Hi charter!
I have found the following bug:
1) I spider a site (example:
http://www.jobnetwork.it/foodir/foo.htm) that contains a link to a subdomain. The link must consist in hostname onliy. In the example you will find a link to
http://piemonte.jobnetwork.it
2) The spider finds the link and since i have define('PHPDIG_IN_DOMAIN',true); adds it to the tempspider and sites tables. Actually it add the site correctly but in tempspider adds the path of the current page. In this case adds
http://piemonte.jobnetwork.it/foodir/
3) I have done some tweaking on it and found that in robot_functions.php in phpdigExplore function:
if (substr($regs[8],0,1) == "/") {
$links[$index] = phpdigRewriteUrl($regs[8]);
}
else{
$links[$index] = phpdigRewriteUrl($path.$regs[8]);
}
the "else" is executed when we don't have any path-filename in the link, so if i link to
http://subdomain.jobnetwork.it the current path is added to the link!

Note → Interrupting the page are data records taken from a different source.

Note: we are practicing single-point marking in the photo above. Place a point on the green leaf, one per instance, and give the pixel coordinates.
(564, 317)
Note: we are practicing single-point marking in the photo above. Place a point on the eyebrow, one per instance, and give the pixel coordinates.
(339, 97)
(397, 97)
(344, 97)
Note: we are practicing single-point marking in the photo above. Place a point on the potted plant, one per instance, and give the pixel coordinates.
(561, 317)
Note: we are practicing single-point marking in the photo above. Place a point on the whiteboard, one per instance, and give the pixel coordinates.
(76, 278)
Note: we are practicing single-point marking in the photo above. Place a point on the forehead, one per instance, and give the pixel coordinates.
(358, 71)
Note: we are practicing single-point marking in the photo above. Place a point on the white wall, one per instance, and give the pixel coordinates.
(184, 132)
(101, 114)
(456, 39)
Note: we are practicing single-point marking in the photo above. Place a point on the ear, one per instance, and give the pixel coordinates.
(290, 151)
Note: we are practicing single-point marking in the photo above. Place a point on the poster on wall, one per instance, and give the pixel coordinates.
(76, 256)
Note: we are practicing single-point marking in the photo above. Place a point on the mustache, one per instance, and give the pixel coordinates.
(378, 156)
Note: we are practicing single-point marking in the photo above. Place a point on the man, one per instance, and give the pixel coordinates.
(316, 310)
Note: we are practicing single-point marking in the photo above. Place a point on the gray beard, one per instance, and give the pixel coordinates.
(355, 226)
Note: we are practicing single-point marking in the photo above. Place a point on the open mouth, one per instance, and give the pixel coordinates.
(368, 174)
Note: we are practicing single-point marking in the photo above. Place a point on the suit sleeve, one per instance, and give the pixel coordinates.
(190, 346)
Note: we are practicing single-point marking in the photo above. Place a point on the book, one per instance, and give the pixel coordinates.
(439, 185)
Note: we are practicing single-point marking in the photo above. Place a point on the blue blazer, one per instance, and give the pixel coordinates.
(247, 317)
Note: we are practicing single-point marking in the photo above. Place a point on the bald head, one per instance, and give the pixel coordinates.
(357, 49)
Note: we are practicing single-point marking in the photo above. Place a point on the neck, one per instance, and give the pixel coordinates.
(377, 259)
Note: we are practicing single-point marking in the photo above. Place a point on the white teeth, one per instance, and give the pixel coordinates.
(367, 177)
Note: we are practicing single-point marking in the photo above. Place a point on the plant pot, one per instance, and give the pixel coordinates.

My solution is the following:
if (substr($regs[8],0,1) == "/") {
$links[$index] = phpdigRewriteUrl($regs[8]);
}
elseif($regs[5]=="" or $url == 'http://'.$regs[5].'/'){
// we are in the same host or the host information is not provided
$links[$index] = phpdigRewriteUrl($path.$regs[8]);
}elseif ($regs[5] != "" && $url != 'http://'.$regs[5].'/') {
// host information is provided but we are not in the same host
$links[$index] = phpdigRewriteUrl($regs[8]);
}
Charter what do you think? I don't know if the solution is good, if it is conservative to the other links or not....
Regards
Simone Capra
capra__nospam__@erweb.it
E.R.WEB - s.r.l.
http://www.erweb.it